— На стуле, — показал он в угол палаты. — У нас с этим строго, прием вещей кастеляншей только по описи и с подписью владельца. А вы, Валерий Анатольевич, были без сознания. Так вот, — во-вторых…
Дальше я его слушать не стал, поскольку в самом деле увидел на стуле свои джинсы с футболкой. И телефон тут же обнаружился, вместе с ключами и деньгами. Причем на экране, когда я проверил работоспособность аппарата, высветилось приличное число пропущенных вызовов.
Черт, точно! Мне же Ласло должен звонить по поводу завтрашней поездки! Некрасиво получилось, прямо скажем, он ведь мог подумать, что я «заднего» включил. Я бы так и подумал, что греха таить?
Но хорошо, что я звук убрал, когда в клинику входил. Что если бы Карл Августович, под предлогом того, что «это может быть важный для мальчика звонок», с тем же мадьяром пообщался? Кто знает, что из этого получилось бы? Полагаю, ничего хорошего.

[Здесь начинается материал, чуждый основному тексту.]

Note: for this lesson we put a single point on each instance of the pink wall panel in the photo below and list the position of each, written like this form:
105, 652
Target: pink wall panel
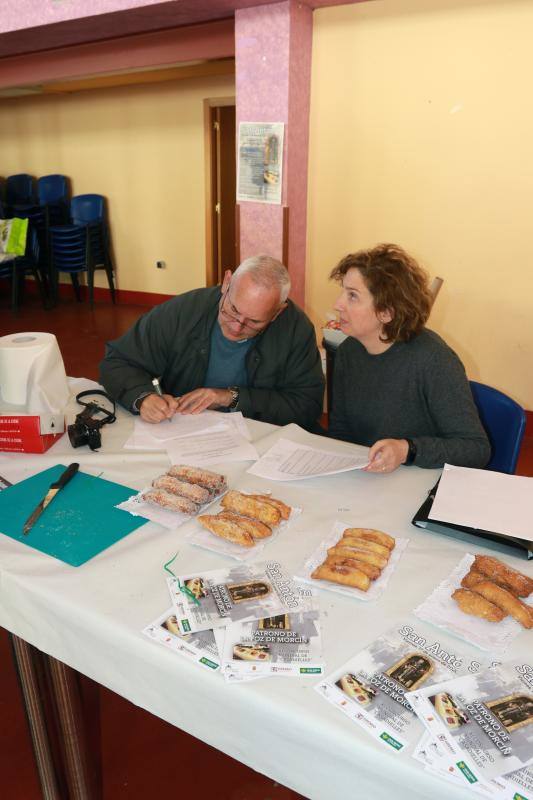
273, 57
212, 40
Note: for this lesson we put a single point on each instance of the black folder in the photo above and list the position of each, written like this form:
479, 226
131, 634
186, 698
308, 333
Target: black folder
492, 539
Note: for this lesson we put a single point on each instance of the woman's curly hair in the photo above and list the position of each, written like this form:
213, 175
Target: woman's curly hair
397, 283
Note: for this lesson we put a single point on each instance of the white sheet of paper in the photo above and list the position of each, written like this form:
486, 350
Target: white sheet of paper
211, 448
483, 499
147, 436
288, 461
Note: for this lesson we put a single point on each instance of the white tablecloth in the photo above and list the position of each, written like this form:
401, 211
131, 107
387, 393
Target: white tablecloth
91, 617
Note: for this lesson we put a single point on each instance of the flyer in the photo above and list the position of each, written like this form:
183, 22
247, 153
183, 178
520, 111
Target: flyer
199, 647
485, 721
284, 644
215, 598
371, 687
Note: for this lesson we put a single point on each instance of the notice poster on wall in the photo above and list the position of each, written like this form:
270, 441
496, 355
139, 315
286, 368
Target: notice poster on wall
260, 162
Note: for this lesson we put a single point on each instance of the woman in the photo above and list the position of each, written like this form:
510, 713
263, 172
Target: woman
398, 387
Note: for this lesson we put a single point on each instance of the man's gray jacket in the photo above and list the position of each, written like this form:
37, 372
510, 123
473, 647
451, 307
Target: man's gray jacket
285, 379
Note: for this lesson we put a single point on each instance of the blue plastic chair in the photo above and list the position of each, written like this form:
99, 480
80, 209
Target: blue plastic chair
18, 267
53, 196
89, 210
69, 252
504, 421
20, 190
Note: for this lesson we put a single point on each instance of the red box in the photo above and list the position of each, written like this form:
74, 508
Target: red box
30, 433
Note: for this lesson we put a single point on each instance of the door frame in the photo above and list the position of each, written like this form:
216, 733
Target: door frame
211, 226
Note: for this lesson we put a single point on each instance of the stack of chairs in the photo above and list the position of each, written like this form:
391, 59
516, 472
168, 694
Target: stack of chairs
82, 245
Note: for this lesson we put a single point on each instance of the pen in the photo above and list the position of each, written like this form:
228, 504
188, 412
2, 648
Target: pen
157, 387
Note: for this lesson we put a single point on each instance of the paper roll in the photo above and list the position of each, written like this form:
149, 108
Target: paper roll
32, 373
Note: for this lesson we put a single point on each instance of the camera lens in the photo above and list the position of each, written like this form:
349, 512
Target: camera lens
78, 435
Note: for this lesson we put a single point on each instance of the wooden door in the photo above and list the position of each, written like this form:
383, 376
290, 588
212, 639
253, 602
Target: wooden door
221, 192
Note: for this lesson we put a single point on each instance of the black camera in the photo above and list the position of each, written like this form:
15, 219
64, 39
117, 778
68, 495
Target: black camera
86, 428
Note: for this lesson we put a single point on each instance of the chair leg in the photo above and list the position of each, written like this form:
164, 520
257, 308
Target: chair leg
109, 273
14, 286
76, 285
40, 287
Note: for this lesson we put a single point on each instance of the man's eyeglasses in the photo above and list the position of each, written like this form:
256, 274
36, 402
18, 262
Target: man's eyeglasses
233, 314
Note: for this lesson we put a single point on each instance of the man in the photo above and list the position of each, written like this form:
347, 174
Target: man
243, 346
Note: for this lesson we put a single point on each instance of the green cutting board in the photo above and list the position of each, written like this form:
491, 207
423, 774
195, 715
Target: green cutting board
79, 523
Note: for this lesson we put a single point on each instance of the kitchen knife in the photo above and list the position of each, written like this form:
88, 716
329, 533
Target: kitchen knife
51, 493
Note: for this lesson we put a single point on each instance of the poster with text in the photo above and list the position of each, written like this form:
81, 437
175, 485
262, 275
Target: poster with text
260, 162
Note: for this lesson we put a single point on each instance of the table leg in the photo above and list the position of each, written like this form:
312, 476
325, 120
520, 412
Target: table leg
83, 774
27, 666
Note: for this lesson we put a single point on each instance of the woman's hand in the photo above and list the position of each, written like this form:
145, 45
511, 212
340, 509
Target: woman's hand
386, 455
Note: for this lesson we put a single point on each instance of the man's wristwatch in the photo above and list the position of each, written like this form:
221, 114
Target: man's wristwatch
411, 452
136, 405
235, 392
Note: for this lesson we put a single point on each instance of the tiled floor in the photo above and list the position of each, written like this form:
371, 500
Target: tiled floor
142, 755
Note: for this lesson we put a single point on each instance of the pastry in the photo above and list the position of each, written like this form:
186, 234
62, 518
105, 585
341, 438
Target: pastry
347, 576
369, 569
360, 555
372, 535
472, 578
497, 571
248, 506
506, 601
198, 494
477, 606
284, 510
172, 502
213, 481
364, 544
256, 529
226, 529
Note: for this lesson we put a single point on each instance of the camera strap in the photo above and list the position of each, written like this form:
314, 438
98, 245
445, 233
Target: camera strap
108, 415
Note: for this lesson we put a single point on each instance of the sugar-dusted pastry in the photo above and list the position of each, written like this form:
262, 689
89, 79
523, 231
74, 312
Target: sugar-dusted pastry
372, 535
226, 529
213, 481
496, 570
198, 494
369, 569
347, 576
284, 510
506, 601
364, 544
172, 502
255, 528
360, 555
477, 606
250, 507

Ладно, сейчас выйду из клиники — наберу.
— …здоровье — это очень важный фактор, — закончил тем временем свою просветительскую речь Вагнер. — Ну и потом — мне очень не хочется ссориться с вашим отцом. Он в большой дружбе с Потоцким, как вы, возможно, знаете, а тот, в свою очередь, поставляет нашей клинике аппаратуру с изрядной скидкой.
— Не поссоритесь, — успокоил я доктора. — Мы давно не общаемся, потому повода для переживаний нет. И вообще — просто обнаружьте с остальными мое отсутствие, разыграйте сценку «как же так», поругайте охрану, которая меня выпустила с территории, да и все. А я вас не выдам. Слово даю!
— Так она вас на самом деле не выпустит, — заметил Вагнер. — У нас с этим строго. Тем более в ночное время.
— Кстати — который час? — заинтересовался я. — Небось около полуночи?
— Вроде того, — подтвердил Петр Францевич. — Десять минут двенадцатого.
— Ого. — Я потянулся. — Тогда мне точно пора. Еще пятьдесят минут, и карета станет тыквой.
— Валерий, — остановил меня голос Вагнера у самой двери, когда я уже взялся за ручку, причем его тембр разительно отличался от того, что был минуту назад. — Еще один вопрос, если можно.
— Какой? — повернулся я к нему. — Если вы снова о маме…
— Нет-нет… — Врач замялся, и это было непривычно. Вагнер всегда производил впечатление очень уверенного в себе человека, он всегда излучал позитив. А тут — гляди-ка. — Другое… Валерий, вы из них?
— Из кого? — опешил я. — Петр Францевич, вопрос не вполне понятен. Вернее — ответ на него очень уж многовариативен.
— Из них, — отвел глаза в сторону доктор. — Из тех, кто умеет больше, чем дозволено природой.
О как. Это уже интересно. Нет, дружба этого человека со Шлюндтом подразумевает то, что он может знать больше, чем обычный обыватель, но речь-то точно идет не про антиквара.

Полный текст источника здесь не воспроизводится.